Father Baldwin returned with a jug of goat’s milk, and those were the last words Maître de Frontignac spoke to Bruce for some time, for he turned away at once and with his back squarely towards the bed began issuing low-voiced instructions to the village priest. When he did return to the bedside, Father Baldwin moved around to assist him on the other side, and between them, ignoring his groans, they encircled Bruce within their arms and eased him up into a position in which he could swallow the concoction fed to him. His gorge revolted against the acrid taste, but the old man merely removed the bowl and waited for the shuddering revulsion to pass before bringing the bowl back to Bruce’s lips. The injured man gagged the mixture down, his body quaking as the last bitter grains lodged at the back of his throat. He swallowed once more, clearing his mouth, and then relaxed limply as they lowered him flat again.
“Now what?” he asked.
“Now we find out whether the powder has retained its powers,” the French monk responded.
“And if it has?”
“Then you will sleep without pain. When you awaken you will find yourself restrained. We will do that once you are asleep and you will feel nothing. That mattress is too soft for our purposes. We will replace it with a padded board and bind you to the board with wrappings of cloth lest you move and injure yourself further.”
“And how long will I have to stay here?” The mattress on which he lay, a straw-filled palliasse, was already hard and thin.
“For as long as necessary. Father Baldwin and I will watch you closely, and when we think it safe for you to move we will permit you to. In the meantime, you will sleep.”

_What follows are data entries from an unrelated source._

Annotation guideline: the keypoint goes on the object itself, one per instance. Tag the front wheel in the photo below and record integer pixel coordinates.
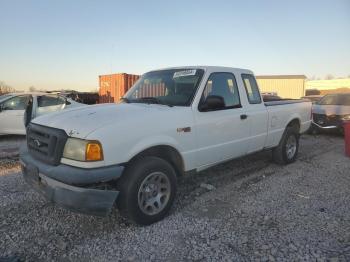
(147, 190)
(287, 150)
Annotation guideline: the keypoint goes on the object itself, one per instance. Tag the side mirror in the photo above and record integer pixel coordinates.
(66, 101)
(212, 103)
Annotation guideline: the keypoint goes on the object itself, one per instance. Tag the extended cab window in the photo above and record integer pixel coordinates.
(44, 101)
(222, 85)
(15, 103)
(251, 88)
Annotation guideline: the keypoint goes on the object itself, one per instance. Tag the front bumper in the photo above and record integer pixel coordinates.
(80, 195)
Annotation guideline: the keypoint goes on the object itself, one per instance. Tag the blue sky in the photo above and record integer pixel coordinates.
(67, 44)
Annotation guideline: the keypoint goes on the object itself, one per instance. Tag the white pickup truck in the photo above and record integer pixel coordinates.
(171, 122)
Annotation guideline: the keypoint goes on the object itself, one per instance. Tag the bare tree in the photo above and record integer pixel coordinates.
(4, 88)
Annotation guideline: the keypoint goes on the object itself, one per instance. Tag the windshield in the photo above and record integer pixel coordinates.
(341, 100)
(175, 87)
(2, 97)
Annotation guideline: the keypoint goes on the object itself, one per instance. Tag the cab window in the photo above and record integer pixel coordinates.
(15, 103)
(44, 101)
(251, 88)
(223, 85)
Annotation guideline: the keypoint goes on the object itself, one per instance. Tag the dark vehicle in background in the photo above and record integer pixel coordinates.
(330, 112)
(313, 98)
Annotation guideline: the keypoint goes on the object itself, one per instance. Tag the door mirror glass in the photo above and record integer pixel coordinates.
(212, 103)
(15, 103)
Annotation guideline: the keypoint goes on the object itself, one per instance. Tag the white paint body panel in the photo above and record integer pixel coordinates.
(125, 130)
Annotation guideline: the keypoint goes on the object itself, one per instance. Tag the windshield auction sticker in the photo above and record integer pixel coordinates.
(190, 72)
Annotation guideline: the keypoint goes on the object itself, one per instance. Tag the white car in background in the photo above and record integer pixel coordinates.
(13, 109)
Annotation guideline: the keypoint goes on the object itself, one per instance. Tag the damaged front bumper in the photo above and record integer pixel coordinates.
(71, 187)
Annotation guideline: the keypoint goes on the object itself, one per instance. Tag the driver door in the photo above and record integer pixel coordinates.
(222, 134)
(11, 115)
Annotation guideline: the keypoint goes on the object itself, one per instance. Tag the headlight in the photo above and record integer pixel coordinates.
(346, 118)
(83, 150)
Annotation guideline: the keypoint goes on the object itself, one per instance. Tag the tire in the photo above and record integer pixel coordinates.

“Now?” Bruce snorted gently at the mere thought of sleeping. “I’ll ask you to forgive me, Brother, but I am nowhere close to … ” As he spoke the words, though, he felt a strange sensation stir somewhere inside his head, and it seemed to him the room receded. He b
linked and turned to look again at the physician standing over him, only to see that the man was wavering visibly, like a reflection in water. He opened his mouth to speak and found he had no words, and he was not even aware of his eyes closing.
He had little awareness of anything at all, including the passage of time itself, and the few scattered memories that would return to him later would all share a dreamlike quality. He vaguely remembered being manhandled and being unable to react as he was moved around like some inanimate object, and he remembered the bitter taste that seemed permanently lodged beneath his tongue; he remembered faces peering down at him, some of them, his father’s and Thomas Beg’s, distorted and fluid-looking, others no more than moving, featureless shapes; and he remembered, equally indistinctly, seeing and hearing young women; several of them, he thought, their differences coalescing into a single presence. He had memories, too, of being fed—warm milk-soaked, honey-sweetened bread being spooned into his mouth and the acrid taste of the white powder that had been mixed with it.

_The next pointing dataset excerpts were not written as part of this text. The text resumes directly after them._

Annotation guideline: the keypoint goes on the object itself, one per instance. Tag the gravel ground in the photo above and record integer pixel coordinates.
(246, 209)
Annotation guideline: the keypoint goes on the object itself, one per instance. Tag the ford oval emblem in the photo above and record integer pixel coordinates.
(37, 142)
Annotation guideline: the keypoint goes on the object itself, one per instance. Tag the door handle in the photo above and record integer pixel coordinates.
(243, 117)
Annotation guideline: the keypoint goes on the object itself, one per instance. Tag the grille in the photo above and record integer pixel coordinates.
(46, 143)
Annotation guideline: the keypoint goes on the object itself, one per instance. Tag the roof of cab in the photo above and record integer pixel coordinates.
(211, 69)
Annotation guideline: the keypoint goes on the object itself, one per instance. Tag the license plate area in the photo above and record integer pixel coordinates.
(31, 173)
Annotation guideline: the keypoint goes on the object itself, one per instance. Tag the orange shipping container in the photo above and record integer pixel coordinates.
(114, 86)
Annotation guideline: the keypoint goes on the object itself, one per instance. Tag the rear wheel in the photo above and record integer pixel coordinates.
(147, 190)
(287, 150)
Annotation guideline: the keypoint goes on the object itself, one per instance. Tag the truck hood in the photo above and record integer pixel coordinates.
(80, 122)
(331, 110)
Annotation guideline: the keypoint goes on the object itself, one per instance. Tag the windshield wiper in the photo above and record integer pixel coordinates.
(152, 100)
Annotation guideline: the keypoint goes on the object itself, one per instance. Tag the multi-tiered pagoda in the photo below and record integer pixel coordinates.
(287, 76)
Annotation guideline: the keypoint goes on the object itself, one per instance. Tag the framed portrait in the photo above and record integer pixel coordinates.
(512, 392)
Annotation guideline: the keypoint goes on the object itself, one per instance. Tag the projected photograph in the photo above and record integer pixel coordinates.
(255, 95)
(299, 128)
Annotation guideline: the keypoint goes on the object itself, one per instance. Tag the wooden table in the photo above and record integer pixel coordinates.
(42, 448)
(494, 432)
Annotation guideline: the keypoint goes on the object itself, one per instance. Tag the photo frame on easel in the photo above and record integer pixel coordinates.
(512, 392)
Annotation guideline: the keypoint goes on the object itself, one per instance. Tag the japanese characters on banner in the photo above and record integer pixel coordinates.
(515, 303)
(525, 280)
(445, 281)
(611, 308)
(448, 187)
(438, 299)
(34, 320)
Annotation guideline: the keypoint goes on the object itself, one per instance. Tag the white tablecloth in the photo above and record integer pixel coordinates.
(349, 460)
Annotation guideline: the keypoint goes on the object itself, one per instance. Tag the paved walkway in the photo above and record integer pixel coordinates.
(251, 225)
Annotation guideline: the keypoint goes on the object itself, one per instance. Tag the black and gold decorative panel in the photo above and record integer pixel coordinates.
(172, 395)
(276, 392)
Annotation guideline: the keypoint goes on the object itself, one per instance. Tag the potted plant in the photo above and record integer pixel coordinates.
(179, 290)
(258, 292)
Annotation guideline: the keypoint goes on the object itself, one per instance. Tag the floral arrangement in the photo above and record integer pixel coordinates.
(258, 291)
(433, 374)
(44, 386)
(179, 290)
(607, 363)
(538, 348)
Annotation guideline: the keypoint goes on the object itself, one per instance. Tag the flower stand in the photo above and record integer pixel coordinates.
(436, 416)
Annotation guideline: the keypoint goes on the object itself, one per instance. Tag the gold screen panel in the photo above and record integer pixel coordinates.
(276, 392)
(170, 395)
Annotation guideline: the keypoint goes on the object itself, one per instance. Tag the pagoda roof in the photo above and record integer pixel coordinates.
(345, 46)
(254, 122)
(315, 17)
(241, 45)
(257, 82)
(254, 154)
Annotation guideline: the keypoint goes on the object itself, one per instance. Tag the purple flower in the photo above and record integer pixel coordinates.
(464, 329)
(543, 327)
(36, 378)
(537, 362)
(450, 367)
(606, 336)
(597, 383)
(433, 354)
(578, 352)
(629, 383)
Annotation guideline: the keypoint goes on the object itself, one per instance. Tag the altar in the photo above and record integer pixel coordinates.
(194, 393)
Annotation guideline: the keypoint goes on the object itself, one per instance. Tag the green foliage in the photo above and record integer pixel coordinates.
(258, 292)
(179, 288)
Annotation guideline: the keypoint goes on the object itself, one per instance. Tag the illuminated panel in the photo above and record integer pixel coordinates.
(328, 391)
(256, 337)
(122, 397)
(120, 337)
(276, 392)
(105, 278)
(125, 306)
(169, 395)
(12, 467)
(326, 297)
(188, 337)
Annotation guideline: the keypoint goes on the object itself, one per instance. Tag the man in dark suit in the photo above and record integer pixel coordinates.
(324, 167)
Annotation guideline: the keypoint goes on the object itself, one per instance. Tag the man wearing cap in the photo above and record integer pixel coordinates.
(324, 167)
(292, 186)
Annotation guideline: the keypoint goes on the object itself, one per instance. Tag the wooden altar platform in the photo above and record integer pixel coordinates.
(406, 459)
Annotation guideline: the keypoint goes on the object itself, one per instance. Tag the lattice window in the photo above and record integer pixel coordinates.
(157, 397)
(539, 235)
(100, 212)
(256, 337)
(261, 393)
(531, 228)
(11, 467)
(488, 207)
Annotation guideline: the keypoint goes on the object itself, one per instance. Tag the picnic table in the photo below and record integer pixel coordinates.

He opened his eyes and saw the old French monk standing by the foot of the bed, watching him. He lay still for a long moment, returning the silent scrutiny, questioning himself and examining his body with his mind. He felt no pain anywhere, and when he tried to move his arms they moved freely, unencumbered.
“How do you feel?”
“Awake,” Bruce said. “And alive and well, I think.” He moved a hand tentatively towards the injury he remembered, the spot over his ribs, and discovered that he was wearing a shirt of some kind. “There is no pain.”
That brought a quick smile to the monk’s fierce old face. “Oh no, do not deceive yourself on that, Master Bruce. There is pain there aplenty, should you provoke it. Sleep is a wondrous curer of ills, but miracles are the work of God Himself, and nothing miraculous has happened here. We have but given your body time to heal itself a little, and the worst of the pain has passed.”